Truss wants cuts in fuel duty and to remove the climate change levy from energy bills, but that will still only cut a few pounds off a tank of petrol and £130 off average energy bills which are set to rise to £3,000. And again, voters really do care about climate change even if Daily Telegraph readers don’t.
It’s back to the magic money tree of more borrowing and that alleged “headroom” of £31bn which Liz Truss has identified in the accounts. That this is wiped out by debt interest payments in six weeks.
But she’s got one thing right: economic policy over the past two decades has been abysmal. Britain is becoming a poor country, increasingly dependent on foodbanks and debt, with unaffordable house prices and stagnant wages.
Counting the cost
BREXIT was supposed to boost workers’ pay and it did for a while, especially in retail, haulage, and social care. But the gains have been wiped out by inflation, which is out of control. No-one in Westminster has an answer to this.
Labour is just as bereft of economic policy as the Tories.

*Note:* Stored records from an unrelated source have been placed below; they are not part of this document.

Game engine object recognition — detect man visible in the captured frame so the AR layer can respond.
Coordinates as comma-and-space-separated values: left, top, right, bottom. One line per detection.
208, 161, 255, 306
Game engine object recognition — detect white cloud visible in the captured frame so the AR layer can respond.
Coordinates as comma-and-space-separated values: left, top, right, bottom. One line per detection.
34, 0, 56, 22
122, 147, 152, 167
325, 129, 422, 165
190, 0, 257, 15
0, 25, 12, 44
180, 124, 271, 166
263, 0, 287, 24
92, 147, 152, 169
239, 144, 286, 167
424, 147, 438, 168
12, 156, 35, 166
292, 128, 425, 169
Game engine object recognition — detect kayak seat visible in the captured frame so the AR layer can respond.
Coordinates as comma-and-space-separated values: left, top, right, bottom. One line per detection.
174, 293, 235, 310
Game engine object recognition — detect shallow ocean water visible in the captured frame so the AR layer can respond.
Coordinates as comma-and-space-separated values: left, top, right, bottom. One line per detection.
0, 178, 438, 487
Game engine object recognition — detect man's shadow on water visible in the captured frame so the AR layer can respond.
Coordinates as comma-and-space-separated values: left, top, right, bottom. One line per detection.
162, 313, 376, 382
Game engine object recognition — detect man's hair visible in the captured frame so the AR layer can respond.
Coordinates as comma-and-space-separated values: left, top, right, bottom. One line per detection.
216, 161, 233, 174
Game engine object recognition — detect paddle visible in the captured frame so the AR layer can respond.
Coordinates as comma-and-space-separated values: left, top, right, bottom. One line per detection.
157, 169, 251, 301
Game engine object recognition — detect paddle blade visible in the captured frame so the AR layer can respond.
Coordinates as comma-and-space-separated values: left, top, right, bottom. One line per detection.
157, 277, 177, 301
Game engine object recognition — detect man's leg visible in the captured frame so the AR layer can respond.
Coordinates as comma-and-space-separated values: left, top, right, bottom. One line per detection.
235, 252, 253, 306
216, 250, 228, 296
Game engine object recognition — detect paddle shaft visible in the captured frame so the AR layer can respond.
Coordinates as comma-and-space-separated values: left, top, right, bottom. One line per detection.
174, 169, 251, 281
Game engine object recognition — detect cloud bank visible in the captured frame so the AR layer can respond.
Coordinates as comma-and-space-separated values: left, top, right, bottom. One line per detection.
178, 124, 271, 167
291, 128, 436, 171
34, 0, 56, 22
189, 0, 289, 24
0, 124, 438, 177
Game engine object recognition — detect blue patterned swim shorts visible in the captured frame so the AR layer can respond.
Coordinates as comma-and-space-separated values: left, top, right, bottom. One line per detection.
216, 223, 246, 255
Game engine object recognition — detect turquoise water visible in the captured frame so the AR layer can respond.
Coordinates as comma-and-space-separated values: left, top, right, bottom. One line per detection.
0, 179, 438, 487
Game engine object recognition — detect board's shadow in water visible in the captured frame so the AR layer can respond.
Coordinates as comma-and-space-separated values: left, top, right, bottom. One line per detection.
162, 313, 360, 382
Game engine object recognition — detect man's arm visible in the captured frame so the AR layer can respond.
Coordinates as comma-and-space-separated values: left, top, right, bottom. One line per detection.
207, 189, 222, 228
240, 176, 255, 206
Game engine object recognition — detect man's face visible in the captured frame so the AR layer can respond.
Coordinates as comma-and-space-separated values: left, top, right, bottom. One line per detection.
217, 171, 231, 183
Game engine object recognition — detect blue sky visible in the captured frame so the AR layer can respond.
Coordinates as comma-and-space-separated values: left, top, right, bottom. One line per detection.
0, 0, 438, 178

Indeed, Keir Starmer has also reached for the low-tax Kool-Aid, opposing the increase in National Insurance while ruling out increases in income tax. He also opposed the increase in corporation tax.
But Labour is not in government and, shortly, Liz Truss probably will be. The Tories might have had a chance under Boris Johnson, whose chaotic charisma was somehow above politics. He won the biggest majority in 40 years in 2019 despite Brexit chaos.
His successor will take them to their worst defeat since 1997.